In 1930, Dennis Hubert, the son of a minister and a student at Morehouse College, was leaving Sunday school when seven angry white men falsely accused him of insulting two white women the day before. They claimed that Hubert was in an Atlanta, Georgia, park, when he saw two white women who had been drinking, accompanied by two white men. When one of the women fell, Hubert allegedly remarked: "You better take the drunk lady home." They shot and killed Hubert for the crime of "insulting a white woman." Typically any reason, no matter how trivial, would be treated as valid if the target of the mob was black and the victim of the perceived offense was white. Newspapers of the day sometimes echoed those sentiments with editorials that, stopped short of actually supporting the violence, but appeased the mob mentality by suggesting that lynching was somewhat understandable. The Hubert murder case became a media circus. Surprisingly, all seven men were quickly arrested and convicted of the murder by a jury. The shooter received a 12-year sentence.

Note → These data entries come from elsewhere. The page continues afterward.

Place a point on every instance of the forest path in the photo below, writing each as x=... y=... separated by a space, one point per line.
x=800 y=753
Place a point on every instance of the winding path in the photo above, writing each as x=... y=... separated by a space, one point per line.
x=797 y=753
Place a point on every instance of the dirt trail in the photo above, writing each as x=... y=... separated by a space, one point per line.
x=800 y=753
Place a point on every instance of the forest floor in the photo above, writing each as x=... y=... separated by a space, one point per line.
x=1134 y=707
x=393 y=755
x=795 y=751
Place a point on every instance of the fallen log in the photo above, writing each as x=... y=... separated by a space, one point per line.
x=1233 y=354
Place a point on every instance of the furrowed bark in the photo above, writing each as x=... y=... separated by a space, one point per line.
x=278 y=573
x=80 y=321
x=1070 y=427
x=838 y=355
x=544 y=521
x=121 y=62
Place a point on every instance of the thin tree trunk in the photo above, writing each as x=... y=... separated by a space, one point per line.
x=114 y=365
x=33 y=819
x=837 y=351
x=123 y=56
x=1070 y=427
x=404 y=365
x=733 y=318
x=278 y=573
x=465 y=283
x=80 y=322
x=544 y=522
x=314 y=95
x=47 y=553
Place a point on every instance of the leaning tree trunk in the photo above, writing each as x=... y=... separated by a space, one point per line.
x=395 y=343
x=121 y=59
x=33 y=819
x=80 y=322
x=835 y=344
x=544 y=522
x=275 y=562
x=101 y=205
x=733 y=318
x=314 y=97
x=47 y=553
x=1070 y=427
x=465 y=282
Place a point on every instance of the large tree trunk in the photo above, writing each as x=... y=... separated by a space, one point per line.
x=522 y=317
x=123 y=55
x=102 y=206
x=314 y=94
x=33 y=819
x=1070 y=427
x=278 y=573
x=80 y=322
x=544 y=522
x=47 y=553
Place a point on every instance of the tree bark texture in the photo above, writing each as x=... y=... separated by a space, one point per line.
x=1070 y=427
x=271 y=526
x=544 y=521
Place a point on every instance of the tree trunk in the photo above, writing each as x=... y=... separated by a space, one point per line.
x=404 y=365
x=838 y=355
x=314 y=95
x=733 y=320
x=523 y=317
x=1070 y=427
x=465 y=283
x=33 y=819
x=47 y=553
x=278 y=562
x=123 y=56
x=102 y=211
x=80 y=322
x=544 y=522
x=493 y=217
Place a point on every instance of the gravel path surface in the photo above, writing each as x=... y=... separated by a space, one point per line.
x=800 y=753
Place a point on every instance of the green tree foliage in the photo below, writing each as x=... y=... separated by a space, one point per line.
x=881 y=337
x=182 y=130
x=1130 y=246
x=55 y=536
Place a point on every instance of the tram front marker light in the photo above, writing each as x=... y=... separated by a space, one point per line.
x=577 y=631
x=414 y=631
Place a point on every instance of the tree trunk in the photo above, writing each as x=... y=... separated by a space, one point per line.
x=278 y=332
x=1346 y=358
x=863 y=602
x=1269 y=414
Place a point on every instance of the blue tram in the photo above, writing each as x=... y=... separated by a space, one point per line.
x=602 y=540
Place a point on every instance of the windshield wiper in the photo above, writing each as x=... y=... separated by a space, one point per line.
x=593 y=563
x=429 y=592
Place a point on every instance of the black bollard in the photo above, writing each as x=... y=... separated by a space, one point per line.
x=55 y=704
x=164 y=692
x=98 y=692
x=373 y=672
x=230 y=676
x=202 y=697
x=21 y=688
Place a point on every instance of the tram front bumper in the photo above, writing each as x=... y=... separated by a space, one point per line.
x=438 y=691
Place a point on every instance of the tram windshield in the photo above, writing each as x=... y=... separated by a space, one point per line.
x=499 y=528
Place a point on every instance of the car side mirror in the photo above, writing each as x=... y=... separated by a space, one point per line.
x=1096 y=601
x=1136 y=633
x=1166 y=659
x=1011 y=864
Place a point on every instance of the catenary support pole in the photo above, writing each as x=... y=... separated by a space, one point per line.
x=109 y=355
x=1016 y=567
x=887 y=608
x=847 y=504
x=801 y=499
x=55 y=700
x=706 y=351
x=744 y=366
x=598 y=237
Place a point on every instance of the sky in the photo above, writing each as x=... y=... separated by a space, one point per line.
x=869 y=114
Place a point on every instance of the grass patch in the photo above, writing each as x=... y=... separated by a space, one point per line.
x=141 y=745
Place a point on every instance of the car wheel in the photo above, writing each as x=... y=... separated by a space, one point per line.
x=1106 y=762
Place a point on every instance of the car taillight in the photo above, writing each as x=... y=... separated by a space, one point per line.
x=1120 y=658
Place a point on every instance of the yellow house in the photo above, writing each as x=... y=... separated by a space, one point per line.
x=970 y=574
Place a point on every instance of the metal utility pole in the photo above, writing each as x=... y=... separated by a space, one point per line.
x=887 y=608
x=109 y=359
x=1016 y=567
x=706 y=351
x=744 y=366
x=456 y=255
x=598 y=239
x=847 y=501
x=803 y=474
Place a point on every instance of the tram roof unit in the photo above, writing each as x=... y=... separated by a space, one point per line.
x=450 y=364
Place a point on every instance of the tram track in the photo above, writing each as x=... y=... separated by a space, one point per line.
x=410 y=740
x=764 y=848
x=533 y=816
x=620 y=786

Cleveland Advocate, September 13, 1919
Cleveland Advocate, September 13, 1919

The press usually added to the sense of lawlessness by suggesting that all things considered, most civilized men recognized that the races are divided as this Mobile Register editorial did on June 19, 1897: "There is a feeling in the white man's mind that whoever of the race not his own who attempts to defy this race instinct, and violently upset the physical line which nature has established, does by that act take his life in hand". Of course, the editorial neglected to mention that African Americans were being murdered by blood thirsty mobs who killed for transgressions like "demanding respect" (Tolnay and Beck, p. 47) and in doing so, share at least part of the blame for the frenzy of lynching that took place in the South during those decades.